Ne restons pas dans l'ombre, soyons la lumière éternelle, celle qui illumine tout sans aucune exception d'un amour
absolu
Cela changerait tout.
Si nous réalisions, ne serait-ce qu'un instant, que nous ne sommes pas les personnages du film, mais la Lumière qui les projette.

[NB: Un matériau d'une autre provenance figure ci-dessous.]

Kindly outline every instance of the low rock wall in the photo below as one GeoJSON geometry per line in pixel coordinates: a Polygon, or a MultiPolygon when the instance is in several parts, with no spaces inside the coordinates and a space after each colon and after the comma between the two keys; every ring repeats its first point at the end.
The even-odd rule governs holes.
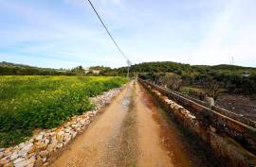
{"type": "Polygon", "coordinates": [[[95,110],[73,116],[58,128],[41,130],[19,145],[0,148],[0,167],[48,166],[49,159],[52,160],[52,155],[60,152],[79,133],[82,132],[101,109],[106,106],[123,87],[93,97],[91,101],[96,106],[95,110]]]}
{"type": "MultiPolygon", "coordinates": [[[[255,167],[256,156],[242,146],[236,140],[223,133],[215,124],[204,124],[198,116],[174,102],[167,94],[160,92],[154,85],[143,80],[140,83],[170,110],[176,120],[190,131],[197,134],[212,148],[212,152],[219,157],[228,167],[255,167]]],[[[204,113],[201,113],[204,114],[204,113]]],[[[210,118],[208,118],[210,119],[210,118]]],[[[224,127],[225,128],[225,127],[224,127]]],[[[245,136],[247,136],[247,131],[245,136]]],[[[253,141],[251,142],[254,142],[253,141]]]]}

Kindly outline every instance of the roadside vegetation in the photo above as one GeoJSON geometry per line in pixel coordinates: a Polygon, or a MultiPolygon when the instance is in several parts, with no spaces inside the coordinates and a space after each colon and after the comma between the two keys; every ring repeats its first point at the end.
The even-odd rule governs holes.
{"type": "Polygon", "coordinates": [[[0,147],[23,142],[35,128],[53,128],[92,109],[89,97],[126,82],[119,76],[1,76],[0,147]]]}

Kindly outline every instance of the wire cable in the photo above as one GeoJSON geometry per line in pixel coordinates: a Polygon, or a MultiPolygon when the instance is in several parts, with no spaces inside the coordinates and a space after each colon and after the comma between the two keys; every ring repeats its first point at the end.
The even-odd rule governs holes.
{"type": "MultiPolygon", "coordinates": [[[[92,7],[94,12],[96,13],[96,15],[98,16],[99,20],[101,21],[101,23],[102,24],[103,27],[105,28],[107,34],[109,35],[110,39],[112,40],[112,42],[114,42],[114,44],[117,46],[117,48],[119,49],[119,51],[120,52],[120,54],[127,59],[129,60],[128,57],[126,57],[124,55],[124,53],[121,51],[120,47],[119,46],[119,44],[117,43],[117,42],[115,41],[115,39],[113,38],[113,36],[111,35],[110,31],[107,29],[105,24],[103,23],[102,19],[101,18],[100,14],[98,13],[98,11],[96,10],[96,8],[94,8],[93,4],[91,3],[90,0],[88,0],[90,6],[92,7]]],[[[130,60],[129,60],[130,61],[130,60]]]]}

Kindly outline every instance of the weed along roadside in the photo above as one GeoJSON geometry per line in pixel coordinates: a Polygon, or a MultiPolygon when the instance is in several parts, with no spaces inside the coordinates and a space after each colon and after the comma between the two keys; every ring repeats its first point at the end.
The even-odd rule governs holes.
{"type": "Polygon", "coordinates": [[[17,77],[16,80],[26,83],[20,87],[27,86],[27,82],[37,83],[37,86],[31,85],[33,88],[27,89],[30,92],[27,98],[35,98],[33,102],[28,103],[26,99],[22,102],[11,102],[26,96],[26,92],[22,92],[24,88],[19,85],[15,87],[18,90],[15,97],[0,99],[9,101],[5,105],[1,103],[0,106],[2,146],[23,142],[18,145],[0,148],[0,166],[47,165],[49,158],[86,128],[98,111],[120,92],[121,88],[119,87],[127,82],[126,78],[122,77],[6,76],[1,80],[4,82],[0,86],[1,91],[11,87],[9,85],[13,82],[10,77],[17,77]],[[66,90],[62,86],[63,82],[66,90]],[[48,87],[42,88],[41,84],[48,84],[51,90],[46,91],[45,88],[48,87]],[[26,107],[28,109],[26,109],[26,107]],[[9,111],[14,108],[17,109],[9,111]],[[19,119],[24,119],[22,125],[17,123],[19,119]],[[38,129],[36,134],[29,137],[34,128],[38,129]],[[43,130],[40,130],[41,128],[43,130]]]}

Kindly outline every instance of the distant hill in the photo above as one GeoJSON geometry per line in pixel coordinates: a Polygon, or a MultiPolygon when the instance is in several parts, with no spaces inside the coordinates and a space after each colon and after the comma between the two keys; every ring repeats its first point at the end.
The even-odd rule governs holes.
{"type": "MultiPolygon", "coordinates": [[[[139,64],[132,65],[130,68],[131,72],[137,73],[174,73],[177,75],[191,74],[195,75],[198,73],[235,73],[243,74],[243,72],[249,72],[256,74],[256,68],[253,67],[243,67],[237,65],[190,65],[173,61],[155,61],[155,62],[142,62],[139,64]]],[[[120,75],[127,73],[127,67],[121,67],[117,69],[108,70],[108,74],[120,75]]]]}
{"type": "Polygon", "coordinates": [[[64,69],[39,68],[24,64],[0,62],[0,75],[74,75],[64,69]]]}

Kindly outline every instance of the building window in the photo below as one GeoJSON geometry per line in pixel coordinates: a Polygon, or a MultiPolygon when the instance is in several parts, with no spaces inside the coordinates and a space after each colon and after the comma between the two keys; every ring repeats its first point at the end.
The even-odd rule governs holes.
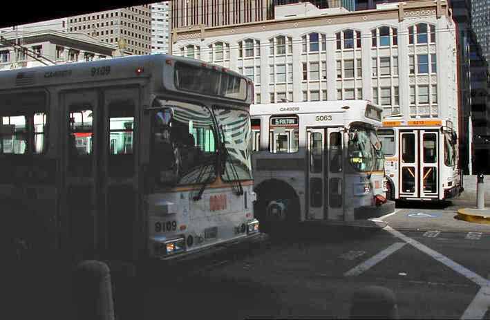
{"type": "Polygon", "coordinates": [[[288,64],[288,83],[292,83],[292,64],[288,64]]]}
{"type": "Polygon", "coordinates": [[[63,53],[64,50],[64,48],[59,46],[56,46],[56,59],[63,59],[63,53]]]}
{"type": "Polygon", "coordinates": [[[318,62],[310,62],[310,79],[319,80],[320,79],[320,69],[318,62]]]}
{"type": "Polygon", "coordinates": [[[310,91],[310,101],[320,101],[320,91],[318,90],[310,91]]]}
{"type": "Polygon", "coordinates": [[[78,55],[79,54],[79,51],[77,51],[76,50],[73,50],[70,49],[68,51],[68,60],[71,62],[77,62],[78,61],[78,55]]]}
{"type": "Polygon", "coordinates": [[[393,57],[393,75],[398,75],[398,57],[393,57]]]}
{"type": "Polygon", "coordinates": [[[410,104],[415,104],[415,86],[410,86],[410,104]]]}
{"type": "Polygon", "coordinates": [[[344,100],[353,100],[354,99],[355,99],[354,96],[354,88],[343,90],[344,100]]]}
{"type": "Polygon", "coordinates": [[[8,50],[0,51],[0,62],[8,62],[10,61],[10,52],[8,50]]]}
{"type": "Polygon", "coordinates": [[[356,77],[358,78],[362,77],[362,59],[356,59],[356,77]]]}
{"type": "Polygon", "coordinates": [[[431,73],[435,73],[437,72],[437,62],[435,58],[435,54],[431,55],[431,73]]]}
{"type": "Polygon", "coordinates": [[[379,75],[390,75],[390,57],[379,57],[379,75]]]}
{"type": "Polygon", "coordinates": [[[428,103],[428,86],[419,86],[418,87],[418,103],[428,103]]]}
{"type": "Polygon", "coordinates": [[[346,78],[354,77],[354,60],[343,61],[343,77],[346,78]]]}
{"type": "Polygon", "coordinates": [[[381,88],[381,105],[391,105],[391,88],[381,88]]]}
{"type": "Polygon", "coordinates": [[[417,55],[417,73],[428,73],[428,57],[427,55],[417,55]]]}
{"type": "Polygon", "coordinates": [[[433,84],[431,88],[431,100],[432,101],[431,103],[432,104],[437,104],[437,86],[435,84],[433,84]]]}
{"type": "Polygon", "coordinates": [[[413,55],[408,56],[408,70],[411,75],[415,74],[415,57],[413,55]]]}
{"type": "Polygon", "coordinates": [[[301,41],[303,43],[303,52],[318,52],[320,50],[320,44],[321,44],[321,50],[323,51],[326,50],[326,36],[325,35],[320,35],[317,32],[312,32],[306,35],[303,35],[301,37],[301,41]],[[321,41],[320,41],[321,39],[321,41]],[[308,45],[309,44],[309,45],[308,45]],[[309,48],[309,50],[307,50],[309,48]]]}
{"type": "Polygon", "coordinates": [[[393,87],[393,100],[394,100],[393,104],[395,104],[397,106],[400,104],[397,86],[393,87]]]}
{"type": "Polygon", "coordinates": [[[278,64],[276,66],[276,83],[285,83],[286,82],[286,65],[278,64]]]}
{"type": "Polygon", "coordinates": [[[417,23],[408,27],[408,44],[435,43],[435,26],[428,23],[417,23]],[[430,32],[429,32],[430,31],[430,32]],[[430,36],[430,37],[429,37],[430,36]]]}
{"type": "Polygon", "coordinates": [[[337,48],[354,49],[361,48],[361,32],[351,29],[344,30],[335,34],[337,48]]]}

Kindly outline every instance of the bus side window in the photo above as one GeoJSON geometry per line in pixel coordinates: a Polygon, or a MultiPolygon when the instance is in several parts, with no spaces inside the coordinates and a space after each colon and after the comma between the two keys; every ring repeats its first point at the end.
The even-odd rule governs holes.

Que tout ce que nous percevons — nos maux, nos souffrances, ainsi que nos joies, notre façon d'être et de percevoir ce monde, l'univers et même les galaxies lointaines — tout n'est qu'une projection éphémère sur le grand écran de l'éternel présent.
Le monde tel que nous le connaissons s'effondrerait, non pas dans le chaos, mais dans la véritable paix, libre de tous les tourments.
Il n'y aurait plus de demande, car ÇA est déjà la plénitude. Il n'y aurait plus de peur, car la Lumière ne peut être blessée par le film qu'elle éclaire. Il n'y aurait plus de jugement, car la Lumière n'a pas de préférence : elle embrasse tous les êtres, la naissance et la mort, avec la même intensité bienveillante.
Savoir ÇA, c'est cesser de vouloir corriger le film pour enfin s'asseoir, en tant que Créateur, et s'émerveiller devant le spectacle. C'est passer de la souffrance de l'identification à la joie de l'Être absolu.
Si chacun savait ÇA, la Terre serait, ici et maintenant, le paradis qu'elle a toujours été, juste masquée par nos projections.